Humans are a common source for research data, even though the human subjects are sometimes involved in data generation indirectly. For example, in the above example where we count the number of vehicles passing an intersection, we are actually collecting data about the drivers. Collecting data from human subjects is a sensitive issue and it often raises a wide range of ethical, legal, and technical questions. In Section 3 of this unit we will discuss some relevant ethical values, regulations, and recommended practices for using human subjects in research. Some key points include respecting the rights of the research subjects and acquiring consent before collecting data.
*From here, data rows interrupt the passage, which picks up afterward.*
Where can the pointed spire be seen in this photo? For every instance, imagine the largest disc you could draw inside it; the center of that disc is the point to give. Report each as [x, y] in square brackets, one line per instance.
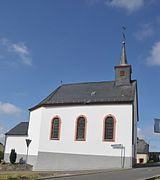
[123, 60]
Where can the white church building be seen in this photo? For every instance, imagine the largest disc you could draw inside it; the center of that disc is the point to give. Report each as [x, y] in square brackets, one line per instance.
[82, 126]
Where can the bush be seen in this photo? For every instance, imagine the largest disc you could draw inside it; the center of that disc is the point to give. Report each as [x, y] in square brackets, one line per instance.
[13, 156]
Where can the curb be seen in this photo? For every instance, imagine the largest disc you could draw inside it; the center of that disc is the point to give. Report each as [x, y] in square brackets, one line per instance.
[81, 174]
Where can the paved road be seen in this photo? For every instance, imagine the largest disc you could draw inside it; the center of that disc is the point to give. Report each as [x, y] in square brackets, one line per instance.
[130, 174]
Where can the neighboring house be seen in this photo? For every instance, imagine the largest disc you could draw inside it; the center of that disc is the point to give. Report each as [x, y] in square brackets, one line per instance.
[142, 151]
[76, 126]
[154, 156]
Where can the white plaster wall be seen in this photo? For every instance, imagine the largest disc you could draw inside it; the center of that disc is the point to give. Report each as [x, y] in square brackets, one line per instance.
[16, 142]
[34, 130]
[94, 145]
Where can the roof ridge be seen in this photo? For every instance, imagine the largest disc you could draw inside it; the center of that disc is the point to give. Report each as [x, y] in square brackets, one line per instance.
[98, 82]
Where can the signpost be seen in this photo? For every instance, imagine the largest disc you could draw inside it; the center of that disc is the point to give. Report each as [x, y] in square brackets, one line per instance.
[120, 146]
[28, 141]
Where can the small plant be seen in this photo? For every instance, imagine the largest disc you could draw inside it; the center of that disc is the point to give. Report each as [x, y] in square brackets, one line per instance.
[13, 156]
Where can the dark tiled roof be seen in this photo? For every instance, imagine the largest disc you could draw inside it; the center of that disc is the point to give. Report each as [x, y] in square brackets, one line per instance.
[20, 129]
[90, 93]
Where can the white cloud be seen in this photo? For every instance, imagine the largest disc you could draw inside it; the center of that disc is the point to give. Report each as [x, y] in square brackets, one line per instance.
[9, 109]
[145, 31]
[154, 56]
[19, 49]
[129, 5]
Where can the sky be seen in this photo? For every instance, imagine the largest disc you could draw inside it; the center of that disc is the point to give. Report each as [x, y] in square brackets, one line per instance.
[44, 42]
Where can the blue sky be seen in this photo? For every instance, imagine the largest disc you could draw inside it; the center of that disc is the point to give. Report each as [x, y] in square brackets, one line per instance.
[43, 42]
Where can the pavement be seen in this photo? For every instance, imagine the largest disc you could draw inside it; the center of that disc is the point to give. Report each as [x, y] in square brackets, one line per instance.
[141, 173]
[79, 173]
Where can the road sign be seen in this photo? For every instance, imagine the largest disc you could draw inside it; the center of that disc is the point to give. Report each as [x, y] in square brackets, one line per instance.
[117, 146]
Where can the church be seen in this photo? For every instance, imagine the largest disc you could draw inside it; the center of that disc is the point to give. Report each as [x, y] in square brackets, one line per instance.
[81, 126]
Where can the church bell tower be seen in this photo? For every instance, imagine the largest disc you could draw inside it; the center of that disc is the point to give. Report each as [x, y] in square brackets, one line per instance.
[123, 70]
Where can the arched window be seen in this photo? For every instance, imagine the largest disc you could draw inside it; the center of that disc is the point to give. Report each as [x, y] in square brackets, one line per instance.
[81, 129]
[55, 128]
[109, 128]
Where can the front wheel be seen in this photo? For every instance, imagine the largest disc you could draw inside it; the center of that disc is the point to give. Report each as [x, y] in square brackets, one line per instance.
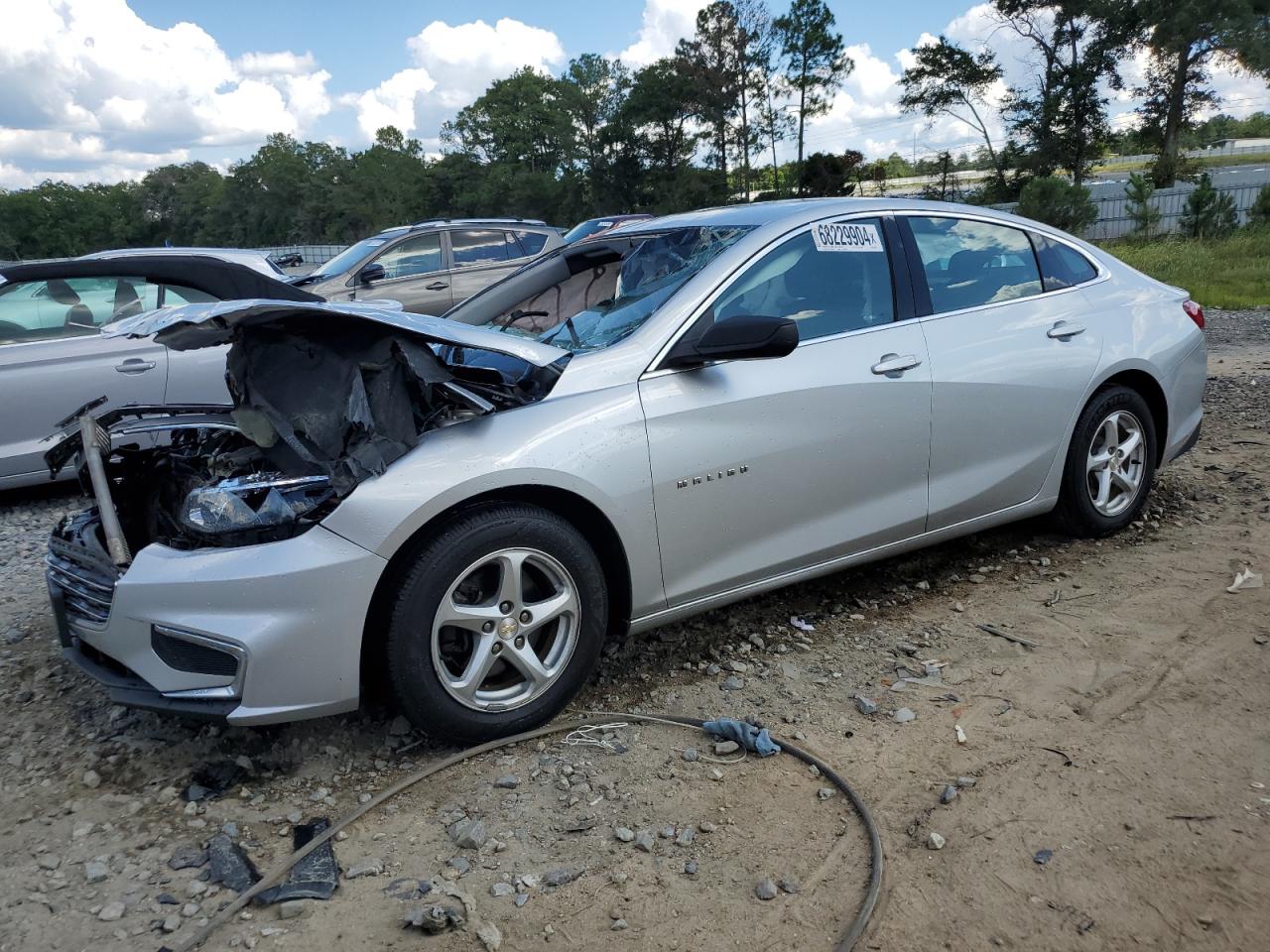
[1110, 465]
[497, 625]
In addition, although we are not able to acquire consent from other living nonhuman organisms, there are important ethical values and regulations that protect the rights of these research subjects.

Sometimes research data is generated not from individual subjects but from systems. An example would be the testing of the response rate of software. Traditionally the research community does not grant nonliving systems the same ethical rights as living organisms. However, research in the past few years in fields like robot ethics has started to raise questions about our ethical obligations to artifacts, such as robots (Coeckelbergh, 2010).